The other one is having functional instruction packet transactions that they can retry somewhere else if they fail during processing.

With these changes, the CPUs will always be operating at some pre determined error rate regime. No more over clocking, just change the AER (allowable error rate) register, which also will be a thing for simulations that don't matter like games and that do matter like Excel handling your payroll.

2 comments

This is not so far from reality. Ben Zorn has done some work on this -- in particular, his work on "Flikker" might be interesting to you. The paper (http://research.microsoft.com/en-us/um/people/moscitho/publi...) was published at ASPLOS'11.

In general, this concept is called "good enough computing"; periodically, people think about it, and then brush it by the wayside. But it is a neat thought experiment, even if nothing else!

I have been toying with the design of a floating point processor that has configurable precision for each operation, but I don't yet know enough about the strict needs of numerical computation.

We already do this with SP, DP, EP, bignum, arbitrary precision and algorithms that are precision tolerant so I am not sure how much of an advantage it would have.

One idea I had would be to decompile a high performance benchmark and then synthesize microbenchmarks for groups of basic blocks to get instruction packet timing for various FP operations and then model the distribution in speedups from use lower precision math.

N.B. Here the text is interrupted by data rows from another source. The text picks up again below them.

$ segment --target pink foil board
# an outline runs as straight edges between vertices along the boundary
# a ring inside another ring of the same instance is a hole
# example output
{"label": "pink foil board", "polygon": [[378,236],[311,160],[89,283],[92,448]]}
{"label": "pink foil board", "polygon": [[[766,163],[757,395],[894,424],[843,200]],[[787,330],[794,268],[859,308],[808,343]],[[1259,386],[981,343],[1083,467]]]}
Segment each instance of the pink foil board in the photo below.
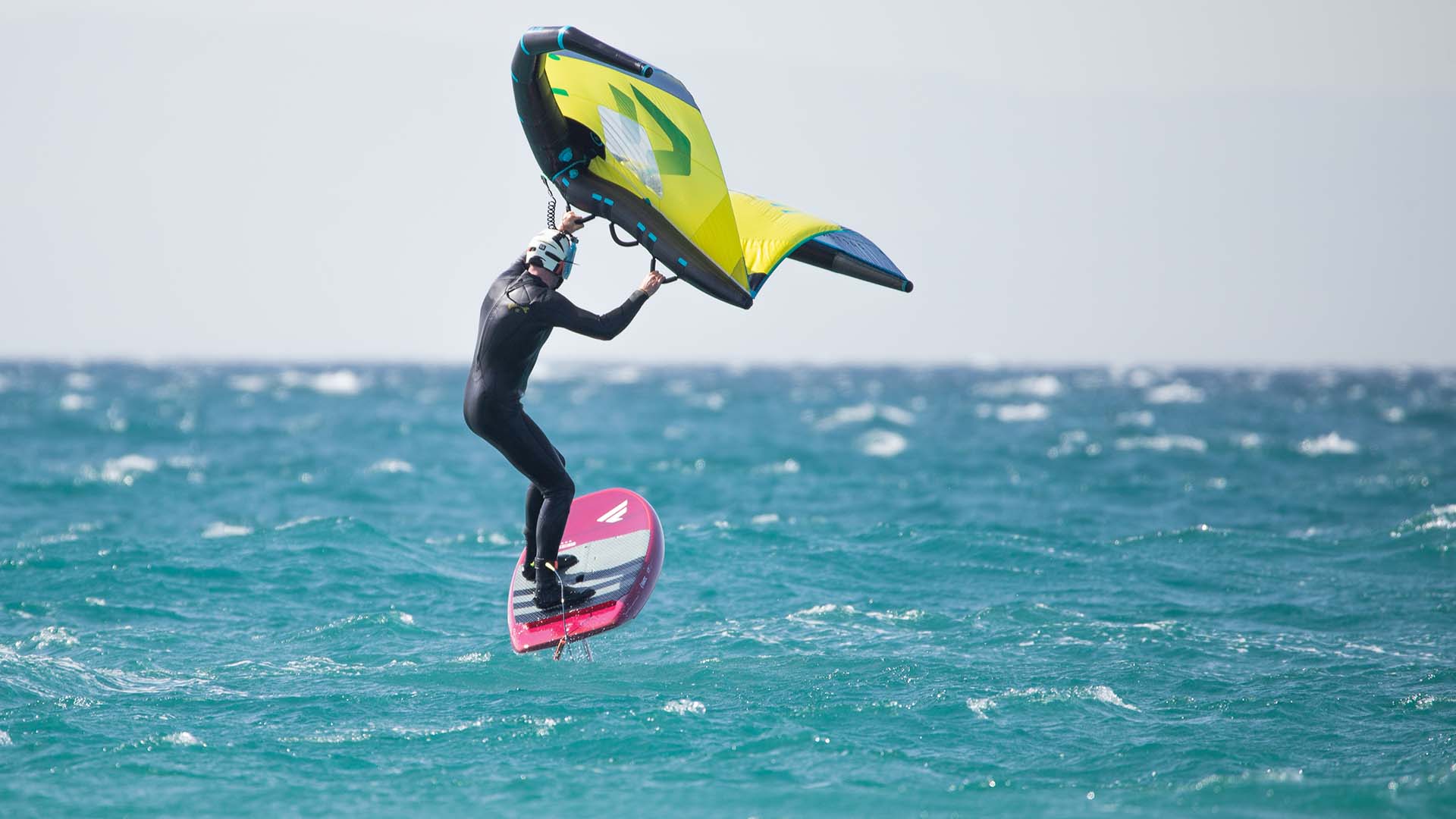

These papers look interesting

http://isl.korea.ac.kr/paper/TVLSI_May2004.pdf

http://passat.crhc.illinois.edu/rakeshk/dsn_13_cam.pdf

If you enjoy these stuffs, you will also enjoy Michael Carbin's work. Slides from OOPSLA'13:

http://people.csail.mit.edu/mcarbin/slides/oopsla13.pdf

I have been enjoying both of these immensely.
Sorry if I've misunderstood you, but I can't imagine many/any programs (even games) which function, well, at all if random transistor error is introduced.
If the errors are confined to specific operations and specific parts of a computer, such as a floating point unit, then in some cases a certain level of random error can be acceptable.
LSB bit flips or GPUs can be tolerant to errors.